А тот, кого Нунке уже привык называть Фредом Шульцем, именно в эти минуты тоже думал о своем спутнике.
«Для тебя это небо — родное, одно это уже великое счастье. И ноги твои сейчас ступят на родную землю. Ты этого не заметишь, ты об этом даже не подумаешь. Потому, что любишь ты не свою родную землю, а кумиров, которых на ней сотворил. К одному из них ты летишь сейчас на поклон, загипнотизированный силой, которой его наделили тысячи подобных тебе… А может, я преуменьшаю значимость Гелена? Вижу его в кривом зеркале, где смещены все пропорции? И проникновенный ум кажется мне хитростью, умение маневрировать и принимать категорические решения — неразборчивостью в способах, желание полнее проявить способности — карьеризмом… Впрочем, организатор он хороший, а рука у него твердая и беспощадная. В решительности тоже не откажешь. Он заранее обдумал безошибочный ход и уже в начале сорок пятого улепетнул подальше от «обожаемого» им фюрера. Вначале в Цоссен, а потом в небольшой городок Оландсальм в горах Южной Германии. Когда сюда подошли американские войска, он сам выехал им навстречу и преподнес, как преподносят гостям хлеб-соль, картотеку гитлеровской агентуры в Восточной Европе и другие весьма секретные документы, предварительно заботливо вывезенные с собою якобы для того, чтобы их припрятать. Теперь Гелен, которому американцы поручили создать разведывательную сеть, конечно, курируя ее, стал расшибаться в лепешку — и совсем не для того, чтобы избавиться от надоевшего опекунства. Нунке не раз осторожно намекал на это, а сегодня перед отлетом напомнил опять…»

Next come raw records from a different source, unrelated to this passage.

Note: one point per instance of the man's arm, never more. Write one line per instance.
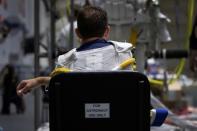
(26, 86)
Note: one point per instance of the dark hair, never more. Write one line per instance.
(92, 22)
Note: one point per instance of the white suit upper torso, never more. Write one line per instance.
(104, 58)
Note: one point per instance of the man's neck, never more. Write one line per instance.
(90, 39)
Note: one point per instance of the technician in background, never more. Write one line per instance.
(10, 81)
(193, 47)
(95, 52)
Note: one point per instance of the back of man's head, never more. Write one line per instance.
(92, 22)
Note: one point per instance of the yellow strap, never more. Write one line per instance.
(59, 70)
(126, 63)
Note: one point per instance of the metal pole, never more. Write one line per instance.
(71, 24)
(37, 102)
(52, 48)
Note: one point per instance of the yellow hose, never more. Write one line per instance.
(180, 67)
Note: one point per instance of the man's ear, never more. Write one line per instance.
(78, 33)
(106, 34)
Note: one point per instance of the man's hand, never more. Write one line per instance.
(25, 86)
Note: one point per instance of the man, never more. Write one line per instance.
(95, 52)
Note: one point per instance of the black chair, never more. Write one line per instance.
(99, 101)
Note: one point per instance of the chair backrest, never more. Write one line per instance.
(99, 101)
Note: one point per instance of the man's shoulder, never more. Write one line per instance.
(122, 46)
(62, 58)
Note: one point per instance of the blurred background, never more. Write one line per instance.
(34, 32)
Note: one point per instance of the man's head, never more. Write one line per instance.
(92, 22)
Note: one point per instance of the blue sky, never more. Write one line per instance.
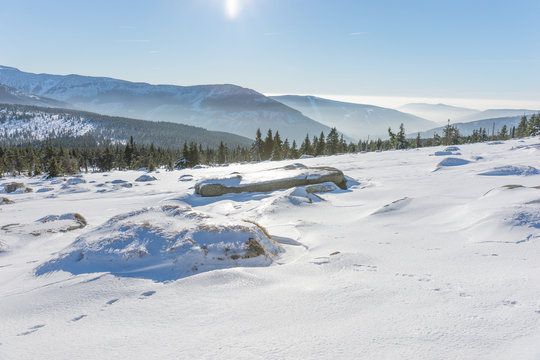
(415, 49)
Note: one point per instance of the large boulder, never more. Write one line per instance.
(13, 186)
(166, 243)
(271, 180)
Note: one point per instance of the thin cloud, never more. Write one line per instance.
(134, 40)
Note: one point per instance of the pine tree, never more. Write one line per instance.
(392, 137)
(305, 148)
(53, 168)
(268, 145)
(503, 134)
(521, 130)
(294, 151)
(257, 147)
(399, 141)
(286, 149)
(222, 153)
(533, 126)
(332, 141)
(321, 145)
(277, 153)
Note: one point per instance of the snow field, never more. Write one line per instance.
(406, 263)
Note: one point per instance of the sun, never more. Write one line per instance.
(232, 8)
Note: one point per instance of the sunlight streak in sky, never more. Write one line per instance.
(232, 8)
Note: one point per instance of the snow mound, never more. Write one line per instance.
(5, 200)
(393, 206)
(74, 181)
(45, 189)
(186, 177)
(451, 148)
(287, 177)
(165, 243)
(48, 224)
(145, 178)
(13, 187)
(453, 162)
(511, 170)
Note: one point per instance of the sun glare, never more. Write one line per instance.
(232, 8)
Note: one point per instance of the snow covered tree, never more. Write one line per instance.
(222, 153)
(321, 145)
(294, 151)
(268, 145)
(286, 149)
(533, 126)
(305, 148)
(257, 147)
(332, 142)
(503, 134)
(521, 130)
(277, 151)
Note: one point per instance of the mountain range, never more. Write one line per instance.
(224, 107)
(230, 108)
(466, 128)
(355, 120)
(23, 124)
(439, 113)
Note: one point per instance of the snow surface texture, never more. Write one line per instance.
(165, 243)
(40, 126)
(408, 263)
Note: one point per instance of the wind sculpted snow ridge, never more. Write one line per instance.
(407, 263)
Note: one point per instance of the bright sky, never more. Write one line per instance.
(482, 53)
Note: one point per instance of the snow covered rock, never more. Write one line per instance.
(13, 186)
(48, 224)
(451, 148)
(453, 162)
(165, 243)
(270, 180)
(74, 181)
(5, 200)
(512, 170)
(145, 178)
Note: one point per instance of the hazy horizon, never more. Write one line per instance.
(479, 55)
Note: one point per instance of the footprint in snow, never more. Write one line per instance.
(78, 318)
(360, 267)
(31, 330)
(321, 260)
(110, 302)
(509, 303)
(147, 294)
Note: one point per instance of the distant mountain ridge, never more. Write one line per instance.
(9, 95)
(356, 120)
(21, 124)
(496, 113)
(224, 107)
(439, 113)
(467, 128)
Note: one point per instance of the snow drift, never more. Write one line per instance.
(270, 180)
(165, 243)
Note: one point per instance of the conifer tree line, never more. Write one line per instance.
(56, 160)
(274, 148)
(37, 159)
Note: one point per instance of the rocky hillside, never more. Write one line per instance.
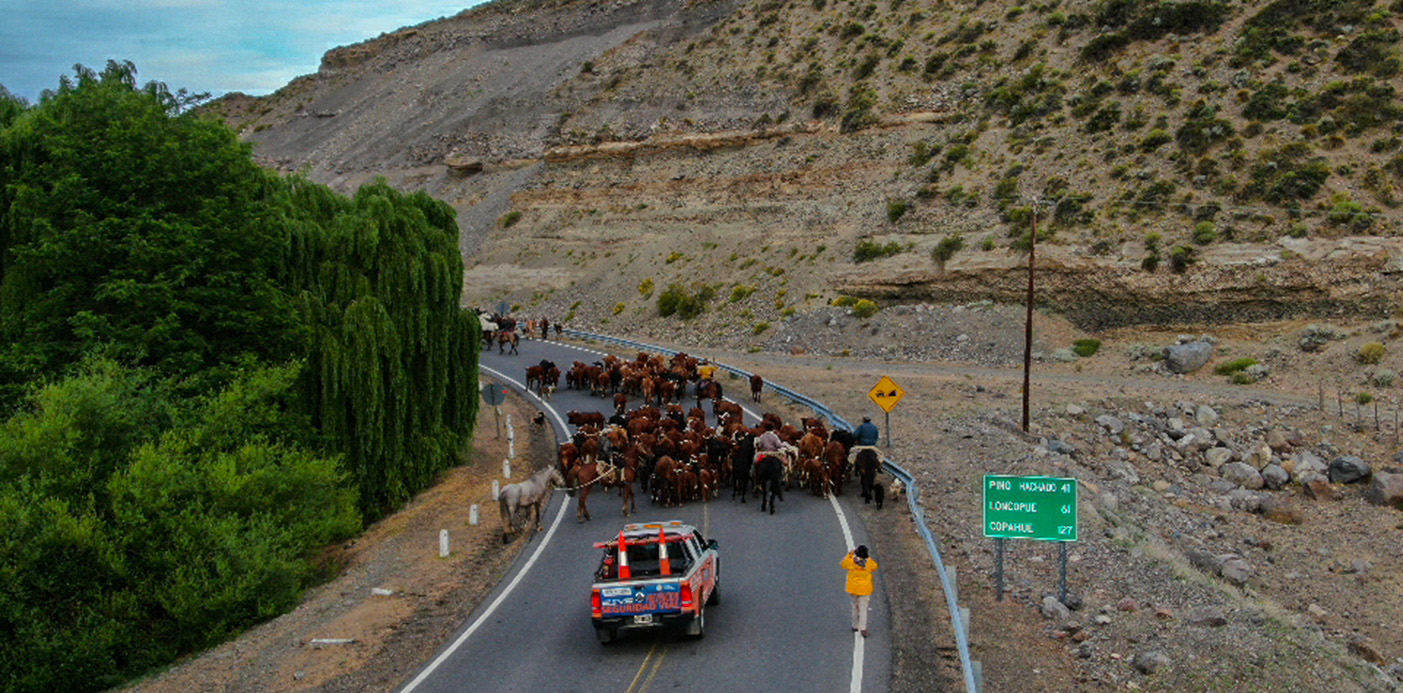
(1183, 162)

Легкий американский самолет незнакомой Григорию марки развил бешеную скорость, значительно большую, чем можно было ожидать. И вскоре под его крылом, словно огромная диорама, распластался Мюнхен со всеми своими пригородами, обнаженными сейчас парками, не разобранными еще развалинами и стальной лентой Изара. Где-то здесь возле Штарнбергерзее находится и вилла, в которой расположился штаб «самого таинственного человека двадцатого столетия», как называют Гелена в прессе, желая поразить воображение читателей и создать вокруг нужного имени легенду. А неподалеку должен быть Пуллах со всем своим многочисленным аппаратом.
По дороге от аэродрома до Штарнбергерзее Нунке вознаграждал себя за молчание в самолете. Должно быть, нервничал из-за истории с Больманом и старался болтовней рассеять собственные опасения. Когда тебя вызывает начальство, никогда, особенно если речь идет об «Организации Гелена», как скромно именуется разведывательный центр в Пуллахе, не знаешь, похвалят ли тебя или накажут. Остерегаясь шофера, Нунке, конечно, не говорил это прямо, но таков был подтекст каждой его фразы. Слова, которые сыпались и сыпались с его губ, напоминали мелкий дождик, органически сливавшийся с безрадостным серым днем, оголенными деревьями, шорохом шин на асфальте. Григорий вспомнил два своих приезда в Мюнхен во время войны. Ее следы не стерлись еще с лица города, а вот из сознания людей они выветрились с удивительной быстротой. Иначе не сидел бы он сейчас рядом с Нунке, не ехал бы на аудиенцию к Гелену, не торчал бы в Западном Берлине, чтобы не дать проклюнуться злому зерну, посеянному, чтобы взрастить новую войну.
Почему у людей такая короткая память? Неужели мозг современного человека может охватить лишь вещи малого масштаба? А величайшие катастрофы просто не укладываются в нем, пугают своей грандиозностью, люди отворачиваются от них как от чего-то совершенно неосознанного, настолько стихийно-могучего, что даже нечего и думать о том, чтобы их предотвратить…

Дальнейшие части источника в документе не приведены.